Further, in those other than packaging application, it has been used as a solar cell element, an organic electroluminescence (EL) element, a liquid crystal display element or the like.
As methods each of forming such a gas barrier film, known are a chemical vapor deposition method (a plasma CVD method: Chemical Vapor Deposition) by which a film is formed on a substrate during oxidation with oxygen plasma at reduced pressure, employing an organic silicon compound typified by tetraethoxy silane (TEOS), and a sputtering method by which metal silicon is evaporated employing a semiconductor laser to deposit it on a substrate in the presence of oxygen.
These methods have been desirably used for formation of metal oxide thin films such as a SiO2 thin film and so forth, since a thin film having an accurate composition can be formed on a substrate, but poor productivity has largely resulted since time is consumed on the ground of reduced pressure and opening to the atmosphere, difficult continuous production, and large-size equipment to be used because of deposition at reduced pressure.
In order to solve these problems, utilized are a method by which a silicon-containing compound is coated to form a silicon oxide thin film via modification of the coating film, and the same CVD method as previously mentioned in which plasma is generated under atmospheric pressure to form a film, and a gas barrier film has also been applied thereto, and studied.
As a silicon oxide film which can be generally prepared by a solution process, known is a preparation technique called a sol-gel method employing an alkoxide compound as raw material. In this sol-gel method, heating to high temperature is generally necessary, and large contraction in volume further occurs in the process of dehydration-condensation reaction, resulting in generation of a large number of defects in the film.
In order to avoid the foregoing, a method by which an organic substance or the like directly having no involvement in formation of oxide is mixed in a raw material solution is known, but when regarding a film as a whole, it lowers a barrier property that each of these organic substance remains in the film, resulting in appearance of an insufficient barrier property.
For this reason, it was difficult to use an oxide film to be prepared by a sol-gel method as a protective film for a flexible electronic device as it is.

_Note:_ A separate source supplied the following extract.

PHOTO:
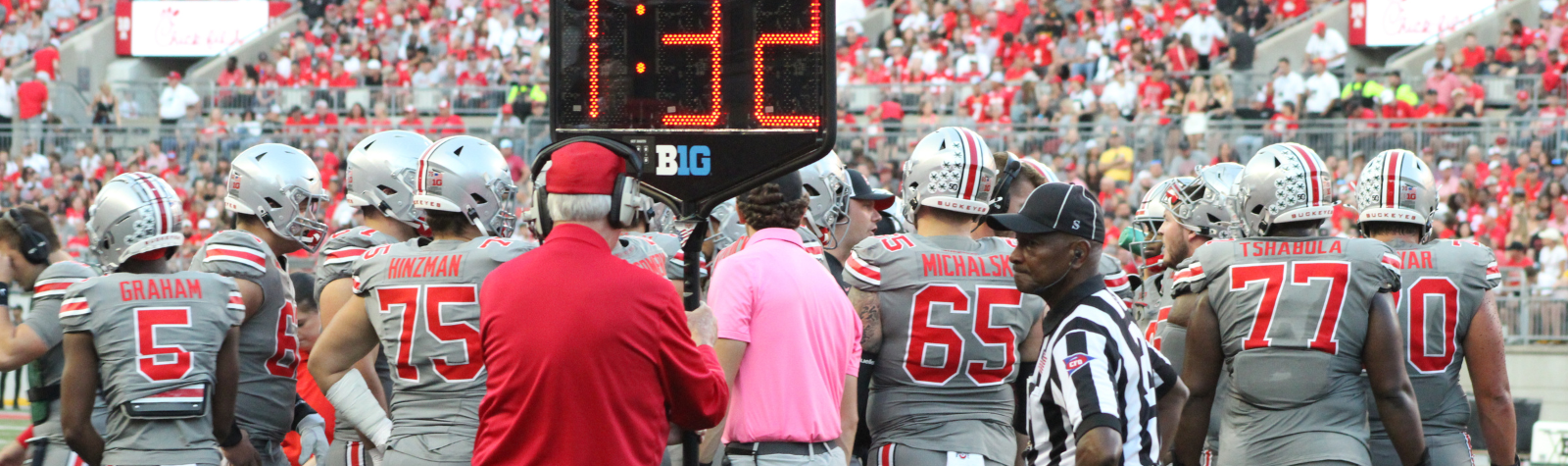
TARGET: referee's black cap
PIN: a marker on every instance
(1051, 207)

As another method, it is proposed that a silicon oxide film is formed using a silazane compound having a silazane structure (Si—N) as a basic structure in raw material.
Since reaction in this case is not dehydration-condensation reaction but direct substitution reaction from nitrogen to oxygen, mass yield before and after the reaction is a large value such as 80% to 100%, whereby it is known that a dense film having reduced defects in the film, caused by contraction in volume.
However, since temperature higher than 450° C. should be applied for formation of a silicon oxide film via substitution reaction of the silazane compound, it is impossible that a flexible substrate made of plastic or the like is suitably applicable.
As a means to solve such a problem, proposed is a method by which a coating film having coated and formed from a silazane compound is exposed to vacuum UV radiation to form a silicon oxide film.
Oxidation reaction with active oxygen or ozone can be accelerated while directly cutting via action with only photon called a photon process for atomic binding, employing light energy having a wavelength of 100-200 nm called vacuum UV radiation (hereinafter, referred to also as “VUV” or “VUV radiation”) larger than interatomic binding force inside the silazane compound to form a silicon oxide film at considerably low temperature.
From the viewpoint of preparation of a gas barrier film, the gas barrier film is industrially desired to be continuously manufactured by a so-called roll-to-roll system.
Thus, as a manufacturing method employing the roll-to-roll system, known is a method by which a film is conveyed at a speed of 1 min/min or 10 m/min, and a silazane compound-coating film is exposed to an excimer lamp to prepare a gas barrier film (refer to Patent Document 1 and Nonpatent Document 1).
However, in these methods, there appeared a problem such that productivity was insufficient, and barrier performance of a gas barrier film was often insufficient.